Python 3.8 or later with all requirements.txt dependencies installed. To install run:
python -m pip install -U pip
pip install -r requirements.txt
The dataset used in the paper is from Physionet. It can be downloaded from (1). A sample from each group of researchers contributed in the dataset is available in the subfolder data. Ga, Ju or Si – indicate the study from which the data originated:
- Ga - Galit Yogev et al (2) (dual tasking in PD; Eur J Neuro, 2005)
- Ju – Hausdorff et al (3) (RAS in PD; Eur J Neuro, 2007)
- Si - Silvi Frenkel-Toledo et al (4) (Treadmill walking in PD; Mov Disorders, 2005)
- Co or Pt: Control subject or a PD Patient
We also included demographics.xls that contains all the information about each example in the data. Each line in demographics.xls contains 19 columns:
- Column 1: Time (in seconds)
- Columns 2-9: Vertical ground reaction force (VGRF, in Newton) on each of 8 sensors located under the left foot
- Columns 10-17: VGRF on each of the 8 sensors located under the right foot
- Column 18: Total force under the left foot
- Column 19: Total force under the right foot.
To run experiments for our Two-class ConvNet-Transformer model, the entry point is Two-Class_model.py
file.
The algorithm will generate the following output files:
├── output(dir)
├── train_classifier_month_day(dir)
├── hour_minutes(dir)
├── model.json : JSON file of the model.
├── res_pat.csv: results of accuracy, sensitivity and specificity by patients.
├── res_seg.csv: results of accuracy, sensitivity and specificity by segments.

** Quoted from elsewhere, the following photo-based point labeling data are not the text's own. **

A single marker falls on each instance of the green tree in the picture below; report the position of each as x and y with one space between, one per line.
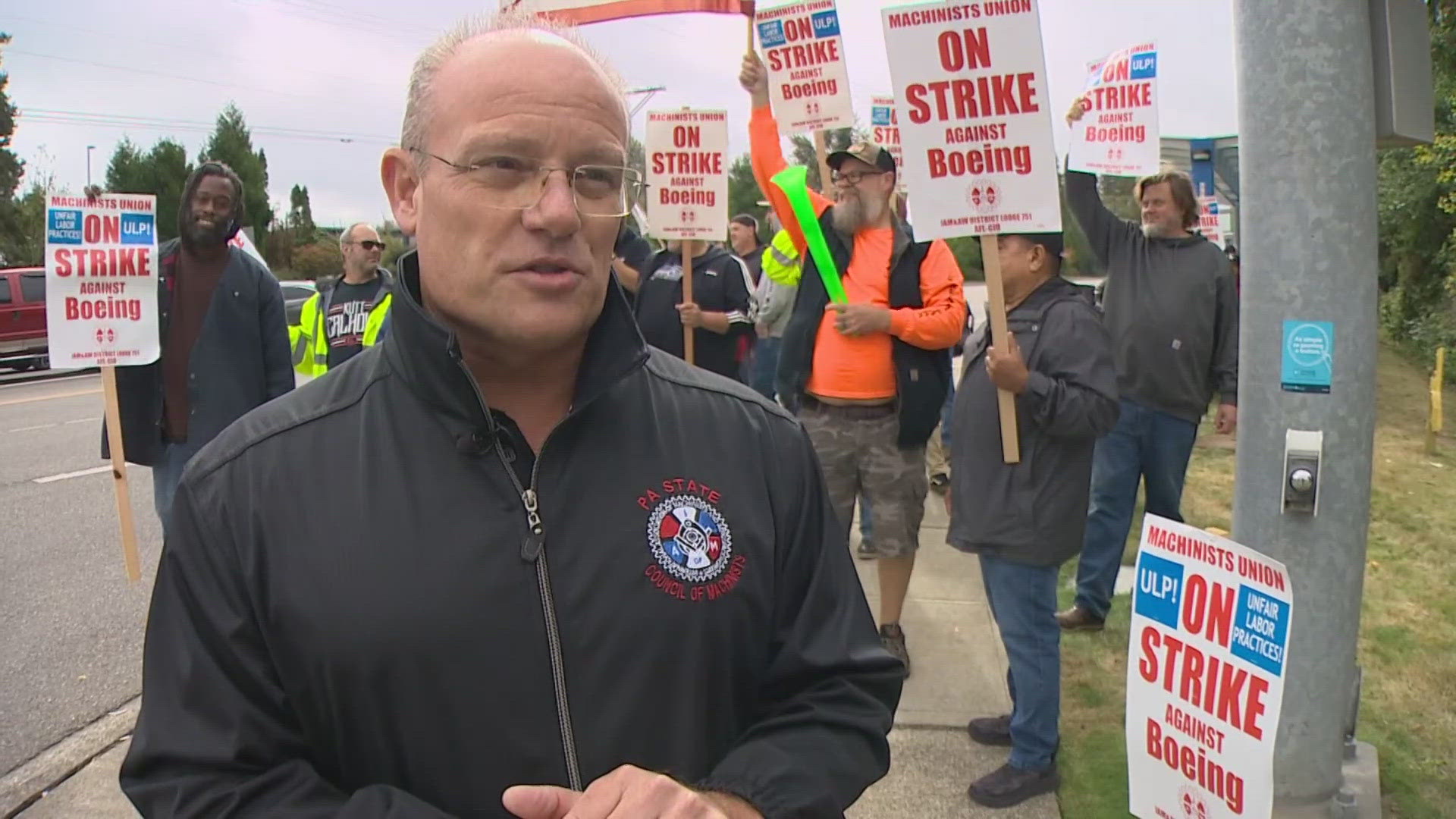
15 229
745 194
300 215
1078 257
232 143
395 243
162 171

├── training_i.csv: training/validation loss and accuracy for the i_th folder (i = [1..10]).
├── weights_i.hdf5 : weights of the model for the i_th folder (i = [1..10]).
To run experiments for our Multi-class ConvNet-Transformer model, the entry point is Multi-Class_model.py
file.
The algorithm will generate the following output files:
├── output (dir)
├── train_severity_month_day(dir)
├── hour_minutes(dir)
├── confusion_matrix.csv: Confusion matrix for severity prediction.
├── gt.csv: ground truth level for each patient.
├── pred.csv: prediction level for each patient.
├── model.json : JSON file of the model.
├── res_pat.csv: results of accuracy by patients.
├── res_seg.csv: results of accuracy by segments.
├── training_i.csv: training/validation loss and accuracy for the i_th folder (i = [1..10]).
├── weights_i.hdf5 : weights of the model for the i_th folder (i = [1..10]).
(1): https://physionet.org/content/gaitpdb/1.0.0/
(2): G. Yogev, N. Giladi, C. Peretz, S. Springer, E. S. Simon, and J. M. Hausdorff. “Dual tasking, gait rhythmicity, and Parkinson’s disease: Which aspects of gait are attention demanding?” In: European Journal of Neuroscience 22 (2005).
(3): J. M. Hausdorff, J. Lowenthal, T. Herman, L. Gruendlinger, C. Peretz, and N. Giladi. “Rhyth- mic auditory stimulation modulates gait variability in Parkinson’s disease”. In: European Journal of Neuroscience 26 (2007).
(4) S. Frenkel-Toledo, N. Giladi, C. Peretz, T. Herman, L. Gruendlinger, and J. M. Hausdorff. “Treadmill walking as an external pacemaker to improve gait rhythm and stability in Parkin- son’s disease”. In: Movement Disorders 20 (2005).